Be honest, have you ever met someone, only to be shocked that you share the same birthday? We have all been there at one point or another. In this week's discussion, you will be asked to address this event with a measure of probability.

See, each semester I ask each of my classes of about 32 face-to-face students the question, "What do you believe the probability is that there exists a common birthday(s) among those in this class?" After each person has the opportunity to consult his or her neighbor, I proceed to write down the guesses on the board. Those guesses often look something like this: 1%, 10%, 25%,50%, 67%, 90% 100%. As we all know, only one of these can be correct (if any).

Using your understanding of counting techniques and probability, investigate the answer to this question. What do you calculate to be the true probability of such an event? Provide any and all reasoning. PLEASE RECORD YOUR OWN INTUITION AND NOT ANSWERS YOU FIND ON THE INTERNET!! You are graded on the thoughtfulness of your response.

Answer 1

Solution:

We assume there are 365 days in a year and there are 32 students in the group.

Each student can have birthday on any of the 365 days in the year and it is also possible more than one student can have birthday on the same date – as an extreme case, all 32 students can have their birthdays on the same date. Thus, total number of possible ways 32 students can have their birthdays is 365³²

Out of these possible 365³² ways, the possibilities when no two students have their birthdays on the same date is 365 x 364 x …………. x 334 [i.e.,(365 - 31)]

[Reasoning: The first student can have birthday on any of the 365 dates, then the second student can have birthday on any of the remaining 364 dates only, the third student can have birthday on any of the remaining 363 dates only, and so on, the thirty second student can have birthday on any of the remaining 334 dates only]

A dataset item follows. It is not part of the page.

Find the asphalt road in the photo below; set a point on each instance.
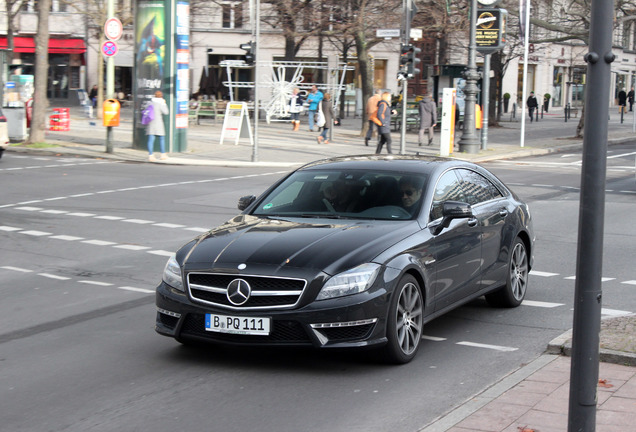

So, probability no two students have their birthdays on the same date is:

(365 x 364 x …………. x 334)/365³²    

= 11184/9.84854E+81

= 1.1356E-78 which is negligibly very small – 0.00000 (78 zeros)114

So, then the probability that at least two students will have the same birthday

= 1 - 1.1356E-78

= 1.

Thus, interestingly, and perhaps unbelievably, it is certain that in a group of 32 persons at least two will have the same birthday.